Kemenangan Kristus atas pertempuran itu terjadi karena peranan Roh Kudus dalam diri-Nya, karena Roh itu tidak lain adalah Roh Allah. Maka dalam persekutuan dengan Bapa dalam Roh Kudus, Kristus menang atas maut. Kalau Kristus, Sang Imam Agung. dan sebagai Anak Sulung, telah mendahului kita memenangkan pertempuran dengan roh jahat, mengapa saya sebagai imam, kerap kali masih ragu-ragu untuk meminta Roh Kudus memberiku kekuatan untuk mengatasi "keterpecahan pribadiku" sehingga aku mampu konsisten untuk memanggul salib.

Keragu-raguan itu sebenarnya tanda bahwa aku tidak sungguh sungguh percaya kepata Allah Bapa, apakah Ia sungguh mau menganugerahkan Roh-Nya. Tidak sungguh-sungguh percaya kepada Allah, adalah sebuah sikap yang sebenarnya curiga kepada Allah. Belum memohon pun,saya sudah meragukan, apakah Allah memang mau menganugerahkan Roh Kudus itu. Dalam Lukas 11:13 Yesus menyakinkan kita, "Jika kamu yang jahat tahu memberi pemberian yang baik kepada anak-anakmu, apalagi Bapamu yang di sorga! Ia akan memberikan Roh Kudus kepada mereka yang meminta kepada-Nya." Sabda Yesus ini meneguhkan dan memberikan kemantapan: Jangan ragu ragu untuk meminta karunia Roh!"

Dengan komitmen "terbuka untuk meminta", Sakramen tidak lagi dipahami sebagai "keran air yang siap mengucurkan rahmat ilahi", melainkan Sakramen adalah sebuah tanda kehadiran kasih Allah yang menantangku untuk menjawab: buat keputusan untuk meminta Roh agar hidupku mampu memikul salib. Membuat keputusan menjadi hal yang sulit bukan main kalau ada keterikatan emosional dengan kepentingan diri, fasilitas, dan jabatan. Di situlah letaknya penghayatan imamatku ditantang: mau menjadi pribadi yang hidup untuk mempersembahkan dirinya khusus bagi Allah dan sesama, atau menjadi pribadi yang hidup bagi dirinya sendiri.

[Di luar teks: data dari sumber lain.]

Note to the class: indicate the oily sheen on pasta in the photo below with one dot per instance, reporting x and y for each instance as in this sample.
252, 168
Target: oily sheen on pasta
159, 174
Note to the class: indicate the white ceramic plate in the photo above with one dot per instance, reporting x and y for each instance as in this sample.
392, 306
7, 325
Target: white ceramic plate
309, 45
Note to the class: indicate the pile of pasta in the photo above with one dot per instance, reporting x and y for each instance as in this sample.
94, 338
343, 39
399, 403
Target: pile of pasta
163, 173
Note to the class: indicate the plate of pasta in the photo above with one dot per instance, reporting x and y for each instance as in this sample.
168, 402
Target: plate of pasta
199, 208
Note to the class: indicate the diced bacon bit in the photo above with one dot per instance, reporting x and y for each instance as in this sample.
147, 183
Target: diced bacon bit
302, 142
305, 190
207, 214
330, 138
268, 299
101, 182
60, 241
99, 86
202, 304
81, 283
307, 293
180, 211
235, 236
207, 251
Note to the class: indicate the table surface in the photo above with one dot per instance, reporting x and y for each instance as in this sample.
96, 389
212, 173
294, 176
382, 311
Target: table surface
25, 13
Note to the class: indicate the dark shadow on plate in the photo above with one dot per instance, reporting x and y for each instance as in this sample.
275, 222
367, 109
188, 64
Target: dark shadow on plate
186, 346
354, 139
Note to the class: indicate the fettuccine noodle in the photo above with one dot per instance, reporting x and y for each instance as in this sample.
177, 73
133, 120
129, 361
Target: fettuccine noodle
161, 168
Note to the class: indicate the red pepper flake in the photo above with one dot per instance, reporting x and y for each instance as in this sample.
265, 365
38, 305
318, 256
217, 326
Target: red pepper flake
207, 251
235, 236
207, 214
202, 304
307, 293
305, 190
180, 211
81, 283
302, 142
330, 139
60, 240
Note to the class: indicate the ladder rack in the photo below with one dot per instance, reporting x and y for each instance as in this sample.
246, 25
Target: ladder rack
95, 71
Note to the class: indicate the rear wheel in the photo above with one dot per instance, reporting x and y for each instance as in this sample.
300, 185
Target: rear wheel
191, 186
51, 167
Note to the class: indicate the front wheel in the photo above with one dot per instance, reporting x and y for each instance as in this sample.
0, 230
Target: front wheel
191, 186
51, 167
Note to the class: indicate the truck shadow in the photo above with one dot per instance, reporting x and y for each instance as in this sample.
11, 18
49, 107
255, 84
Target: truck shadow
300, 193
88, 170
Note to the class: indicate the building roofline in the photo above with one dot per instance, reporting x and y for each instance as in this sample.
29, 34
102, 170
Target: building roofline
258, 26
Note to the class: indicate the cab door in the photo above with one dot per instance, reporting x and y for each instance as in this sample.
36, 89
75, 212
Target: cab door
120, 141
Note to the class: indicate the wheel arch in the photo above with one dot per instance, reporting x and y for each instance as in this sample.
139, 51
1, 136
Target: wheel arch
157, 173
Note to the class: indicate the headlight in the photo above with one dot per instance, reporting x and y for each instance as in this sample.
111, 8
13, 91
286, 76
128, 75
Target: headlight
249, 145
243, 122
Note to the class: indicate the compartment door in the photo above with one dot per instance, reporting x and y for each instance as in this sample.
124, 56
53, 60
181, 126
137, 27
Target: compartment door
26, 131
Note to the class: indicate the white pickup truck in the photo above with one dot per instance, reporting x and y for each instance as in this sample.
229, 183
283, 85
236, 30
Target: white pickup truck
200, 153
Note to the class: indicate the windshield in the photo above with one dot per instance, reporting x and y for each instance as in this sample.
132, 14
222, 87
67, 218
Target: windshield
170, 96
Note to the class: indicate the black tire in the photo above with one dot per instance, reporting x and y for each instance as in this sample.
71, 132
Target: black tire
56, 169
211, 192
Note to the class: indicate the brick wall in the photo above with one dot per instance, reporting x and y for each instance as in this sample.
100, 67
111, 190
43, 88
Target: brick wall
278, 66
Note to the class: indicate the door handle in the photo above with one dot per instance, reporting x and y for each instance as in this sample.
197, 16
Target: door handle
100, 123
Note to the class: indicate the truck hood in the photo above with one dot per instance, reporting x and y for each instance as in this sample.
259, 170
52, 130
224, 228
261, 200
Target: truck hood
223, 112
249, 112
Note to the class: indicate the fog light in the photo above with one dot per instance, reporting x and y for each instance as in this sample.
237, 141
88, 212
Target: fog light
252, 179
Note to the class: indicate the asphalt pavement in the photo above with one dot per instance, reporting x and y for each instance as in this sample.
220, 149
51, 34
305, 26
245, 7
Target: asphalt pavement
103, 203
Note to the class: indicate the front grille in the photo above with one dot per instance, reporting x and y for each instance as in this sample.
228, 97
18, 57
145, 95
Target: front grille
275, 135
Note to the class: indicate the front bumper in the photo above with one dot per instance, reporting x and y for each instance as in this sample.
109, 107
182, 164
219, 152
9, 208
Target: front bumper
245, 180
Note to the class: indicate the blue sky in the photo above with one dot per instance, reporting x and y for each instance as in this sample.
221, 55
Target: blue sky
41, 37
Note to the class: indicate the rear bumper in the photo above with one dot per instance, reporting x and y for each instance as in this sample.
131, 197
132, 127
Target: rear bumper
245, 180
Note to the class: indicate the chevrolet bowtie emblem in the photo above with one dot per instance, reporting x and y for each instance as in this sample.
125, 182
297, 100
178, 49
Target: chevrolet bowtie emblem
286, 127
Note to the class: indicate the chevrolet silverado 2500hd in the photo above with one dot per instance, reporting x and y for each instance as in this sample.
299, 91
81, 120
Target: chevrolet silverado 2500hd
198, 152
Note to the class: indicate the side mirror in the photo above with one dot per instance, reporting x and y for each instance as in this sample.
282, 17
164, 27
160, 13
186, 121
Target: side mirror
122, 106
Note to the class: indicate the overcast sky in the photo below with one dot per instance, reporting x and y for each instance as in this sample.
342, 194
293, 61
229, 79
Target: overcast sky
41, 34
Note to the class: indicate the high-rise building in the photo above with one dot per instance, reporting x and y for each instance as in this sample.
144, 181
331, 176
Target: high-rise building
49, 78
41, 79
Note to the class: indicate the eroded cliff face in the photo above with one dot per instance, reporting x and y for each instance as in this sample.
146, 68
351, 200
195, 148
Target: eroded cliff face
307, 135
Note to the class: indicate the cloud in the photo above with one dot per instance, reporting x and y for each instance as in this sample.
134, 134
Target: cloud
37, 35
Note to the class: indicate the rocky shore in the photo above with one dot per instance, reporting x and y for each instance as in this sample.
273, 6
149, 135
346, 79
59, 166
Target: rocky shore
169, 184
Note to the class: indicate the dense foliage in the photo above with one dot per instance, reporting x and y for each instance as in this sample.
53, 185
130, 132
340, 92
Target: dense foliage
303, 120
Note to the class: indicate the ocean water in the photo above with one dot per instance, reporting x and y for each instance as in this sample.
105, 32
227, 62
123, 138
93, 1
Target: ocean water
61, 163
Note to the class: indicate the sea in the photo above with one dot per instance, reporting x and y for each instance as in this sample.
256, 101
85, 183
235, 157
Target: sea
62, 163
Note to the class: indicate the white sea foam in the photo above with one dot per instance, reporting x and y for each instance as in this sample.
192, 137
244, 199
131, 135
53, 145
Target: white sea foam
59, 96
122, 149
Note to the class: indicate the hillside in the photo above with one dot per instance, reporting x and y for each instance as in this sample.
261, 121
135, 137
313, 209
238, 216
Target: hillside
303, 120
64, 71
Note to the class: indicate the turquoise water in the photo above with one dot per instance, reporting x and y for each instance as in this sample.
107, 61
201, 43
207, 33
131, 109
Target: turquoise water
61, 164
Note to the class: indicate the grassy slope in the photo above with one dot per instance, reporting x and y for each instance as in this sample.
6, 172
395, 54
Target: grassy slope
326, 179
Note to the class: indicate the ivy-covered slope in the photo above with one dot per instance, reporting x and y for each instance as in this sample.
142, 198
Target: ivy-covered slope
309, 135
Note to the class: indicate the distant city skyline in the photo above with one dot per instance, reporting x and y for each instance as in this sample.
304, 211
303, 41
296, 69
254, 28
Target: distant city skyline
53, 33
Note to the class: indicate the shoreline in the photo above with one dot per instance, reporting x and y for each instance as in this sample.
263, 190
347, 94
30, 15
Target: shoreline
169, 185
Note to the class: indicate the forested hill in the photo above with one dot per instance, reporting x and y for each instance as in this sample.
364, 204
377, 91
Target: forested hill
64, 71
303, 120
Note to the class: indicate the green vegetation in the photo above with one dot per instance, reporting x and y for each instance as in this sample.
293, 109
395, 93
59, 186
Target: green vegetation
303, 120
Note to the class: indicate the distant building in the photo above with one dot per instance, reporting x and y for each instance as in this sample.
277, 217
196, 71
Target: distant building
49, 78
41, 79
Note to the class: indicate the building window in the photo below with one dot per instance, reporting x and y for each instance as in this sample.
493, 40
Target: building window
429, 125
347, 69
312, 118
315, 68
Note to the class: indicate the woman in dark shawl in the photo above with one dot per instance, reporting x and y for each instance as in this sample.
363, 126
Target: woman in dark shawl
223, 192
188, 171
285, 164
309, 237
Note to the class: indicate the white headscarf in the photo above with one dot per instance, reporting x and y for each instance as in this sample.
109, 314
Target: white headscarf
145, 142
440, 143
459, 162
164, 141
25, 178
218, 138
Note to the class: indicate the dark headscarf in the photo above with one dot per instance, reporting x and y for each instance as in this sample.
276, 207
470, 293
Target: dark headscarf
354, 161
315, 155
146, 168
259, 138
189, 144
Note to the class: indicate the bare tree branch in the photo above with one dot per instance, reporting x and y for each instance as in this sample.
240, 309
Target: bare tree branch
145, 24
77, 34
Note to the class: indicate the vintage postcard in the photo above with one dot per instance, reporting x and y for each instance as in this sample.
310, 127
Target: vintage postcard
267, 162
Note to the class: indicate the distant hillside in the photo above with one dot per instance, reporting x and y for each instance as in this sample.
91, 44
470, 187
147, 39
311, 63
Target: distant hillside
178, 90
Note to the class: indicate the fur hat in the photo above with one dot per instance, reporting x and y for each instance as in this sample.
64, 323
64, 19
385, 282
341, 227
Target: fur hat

Akhirnya menjadi imam itu bukanlah sikap "menggengam tangan". Karena "menggenggam" itu berarti ada "sesuatu yang istimewa dan kupertahankan mati-matian, jangan sampai lepas dan tidak bisa kupegang lagi". Karena itu menjadi imam bagiku sekarang adalah komitmen untuk belajar membuka genggaman tanganku agar terbukalah telapak tanganku, sehingga apapun yang kugenggam boleh diambil siapapun. Dengan cara hidup seperti itu, terbukalah kesempatan untuk selalu meminta Roh Kudus agar terlibat dalam hidupku.